# Fitting in.....



## Sonybear (Sep 8, 2008)

Just a quick thought that I need to jot down just so I can get it out of my head.

Do others think that one of the reasons why we want children (not the only reason but one of them) is so that we fit in with others?

I went to a Hen Do on Saturday and we had a heavily pregnant lady there and one who has just had a baby so most of the conversations were about children and babies and child birth...I dont think I have ever felt so isolated in a group in my whole life and I discussed it with DH but he doesnt really have the same problem as most blokes dont jabber on about these things as much as woman do.

I now feel a bit funny like I will never fit in again...does that sound mad or have others felt the same way?  does it get easier?  how do other handle it?

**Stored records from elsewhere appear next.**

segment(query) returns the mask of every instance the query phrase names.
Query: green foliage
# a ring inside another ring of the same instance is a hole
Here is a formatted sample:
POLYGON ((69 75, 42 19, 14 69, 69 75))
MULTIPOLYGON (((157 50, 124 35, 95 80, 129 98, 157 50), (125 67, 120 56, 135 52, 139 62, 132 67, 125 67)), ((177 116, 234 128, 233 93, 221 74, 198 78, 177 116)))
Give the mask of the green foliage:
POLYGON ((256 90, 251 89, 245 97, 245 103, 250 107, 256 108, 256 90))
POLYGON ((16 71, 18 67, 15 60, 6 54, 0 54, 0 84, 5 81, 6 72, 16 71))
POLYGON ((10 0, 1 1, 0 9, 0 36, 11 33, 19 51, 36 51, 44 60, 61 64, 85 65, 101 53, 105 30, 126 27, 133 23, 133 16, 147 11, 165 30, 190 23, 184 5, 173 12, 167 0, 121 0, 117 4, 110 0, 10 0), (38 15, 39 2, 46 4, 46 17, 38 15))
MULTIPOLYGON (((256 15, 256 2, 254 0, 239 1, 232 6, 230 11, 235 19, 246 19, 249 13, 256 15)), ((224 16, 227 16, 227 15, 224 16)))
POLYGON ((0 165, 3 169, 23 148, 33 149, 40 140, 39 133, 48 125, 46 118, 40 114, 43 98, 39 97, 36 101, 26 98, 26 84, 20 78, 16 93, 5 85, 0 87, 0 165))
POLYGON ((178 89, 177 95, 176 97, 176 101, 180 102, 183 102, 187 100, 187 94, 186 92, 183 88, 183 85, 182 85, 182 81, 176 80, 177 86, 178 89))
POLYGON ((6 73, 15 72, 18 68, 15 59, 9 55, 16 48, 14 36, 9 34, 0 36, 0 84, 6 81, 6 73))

I must admit I thought I would be safe at a Hen Do and this discussion was unlikely to come up


----------



## Montagne (Nov 27, 2008)

Hiya Sonybear

Yes, I know what you mean - I have had moments where I have felt like a complete spare part and it is painful. What a difficult hen do that must have been for you - I know I would have wanted to escape! I have found recently that being with people who have chosen not to have children has been really therapeutic as it puts a different angle on things. I have started doing a bit of sailing (I'm not a natural sailor at all, but dh loves it) and met a lady there who actively chose to live a childfree life and she is happy and fulfilled. She said that she made some of her best friends through the sailing club and as a couple they seem to have many, many friends. I also have a colleague who kind of didn't manage to have children, but didn't try too hard and wasn't bothered. She was very good at pointing out all the disadvantages of having kids and all the advantages of not. I think it is a slow process to get our heads to accept our situations, but I do know that I'm getting there and the more I socialise with people who are either sensitive to our situation or those who are in a similar situation, the easier it is. Also spending time with children I truly love helps. I felt so privileged the other day when I went to pick up my goddaughter from school (she lives in France so it's not something I get to do often). For me it gave me the opportunity to feel part of the normal female race and boy was I nervous! Actually I realised that picking kids up from school is a complete chore for most women and not something they actually enjoy - it becomes part of the daily rush that is a mother's role - so in some ways it was even more of a privilege to be doing something like that and enjoying it! Does that make sense?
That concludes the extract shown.